Comment
Editor’s note: Carbon cop
Have you ever followed your recycling to see what happens to it? Many of us blissfully assume our plastic and paper are taken off to be turned into useful goods and put back into circulation.
Last year, the UK National Audit Office found that more than half the packaging reported as being recycled is actually sent abroad to be processed, who knows in what way.
I was first forced to challenge this naïve assumption about recycling when reading Michael Moore’s 2001 book Stupid White Men, his rant against America best known for unpicking the George W Bush v Al Gore election farce, remember the “pregnant chads” in Florida?
Moore brings in recycling as an example about the lemming nature of people being satisfied to deposit their recycling and then go back to their lives detached from the issue for another seven days.
The point remains today that green policies and behaviour are fine to an extent but only if they are properly monitored and policed throughout the process.
Allegations that one in four energy performance certificates in the UK, that’s 2.5 million, are wrong similarly raised concerns about the carbon agenda from a property perspective.
As the climate crisis starts to dawn on real estate, are we certain that carbon-reducing objectives can survive the fragmented nature of project delivery and building management?

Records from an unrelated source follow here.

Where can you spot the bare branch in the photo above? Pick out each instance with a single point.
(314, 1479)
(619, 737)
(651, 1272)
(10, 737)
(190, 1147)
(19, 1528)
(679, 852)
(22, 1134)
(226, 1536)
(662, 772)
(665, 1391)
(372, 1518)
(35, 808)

Go-betweens and consultants come and go during the procurement process for large, tendered construction jobs. Often they have different drivers, one stage is about capital costs and the next might be about operational savings.
Who will check meters are properly calibrated? Certain sensors for heating and ventilation require specialist installation and strict controls such as not trimming the length of a cable or else the reading won’t be right.
The special thermally superior glazing the developer insisted on promises impressive energy gains but only if fitted properly by trained workers experienced with that product. Will the contractor ensure that is the case when they have site control?
Good luck getting even the slightly more expensive product sold into a design-and-build team motivated by value engineering against a fixed cost, and not by the vastly cheaper running costs after the keys have been handed over and the premises opened, by the time it has passed into someone else’s budget.
All this might sound depressing and cynical but anyone who has spoken to a member of a project team in private knows shortcomings and cut corners are a reality in the messy built world.
Whilst championing the green agenda, must we cross our fingers and hope there will 100% perfect finishing in an industry where snagging and arguments over defects are part of daily life?
The investment model for creating and selling projects once they are completed does not help encourage optimism. What is the importance of the sustainability credentials being accurate if the momentum is all towards flipping the asset as soon as possible, or a five-year hold?
If the inaccuracies come to light years later the chances are the developer will be long gone and the complex job of unravelling liabilities for installing and maintaining experimental equipment left in the hands of lawyers.
What is needed is an open approach to measurement and reporting. Things like fast, accurate and transparent meter reading on an app do exist but traction for new products is slow.
The cost consultants and main contractors are used to a formulaic way of delivering projects and are reluctant to bring new ideas into the design process at the outset, which would make adoption smoother and more reliable.
The planet is screaming at us to act. We have to find the voice as an industry to admit the weaknesses and move together, parking our old-fashioned processes for the collective purpose. Nature doesn’t care for our excuses.